"Excessively clever," Miss Felicia continued.

—Without doubt the dear thing was finely worked up!—

"And, though I hardly like to make such accusation, none too scrupulous in her methods. She leads you on with a number of irrelevant comments and questions, until you find she's extracted from you a whole host of things you never meant to say. She is far too inquisitive—too possessive."

Miss Felicia ended on an almost violent note.

"Yes, Henrietta has a tiresome little habit of having been there first," Damaris said, a touch of weariness in her tone remembering past encounters.

Miss Felicia, caught by that warning tone, patted her niece's rather undiscoverable knee—undiscoverable because still covered by a heavy fur-lined driving coat—lovingly, excitedly.

"If you choose to believe her, darling," she cried, "which I, for one, emphatically don't."

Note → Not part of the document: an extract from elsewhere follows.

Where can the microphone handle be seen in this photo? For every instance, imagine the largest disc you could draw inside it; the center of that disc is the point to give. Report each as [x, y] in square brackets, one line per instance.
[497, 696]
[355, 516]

Following which ardent profession of faith, or rather of scepticism, Miss Felicia attempted to treat the subject broadly. She soared to mountain-tops of social and psychological astuteness; but only to make hasty return upon her gentler self, deny her strictures, and snatch at the skirts of vanishing Christian charity.

"Men aren't so easily led away," she hopefully declared. "Nor can I think Mrs. Frayling so irresistible to each and all as she wishes one to imagine. She must magnify the number and, still more, the permanence of her conquests. No doubt she has been very much admired. I know she was lovely. I saw her once ages ago, at Tullingworth. Dearest Charles," the words came softly, as though her lips hesitated to pronounce them in so trivial a connection—"asked me to call on her as I was staying in the neighbourhood. She had a different surname then, by the way, I remember."

"Henrietta has had four in all—counting in her maiden name, I mean."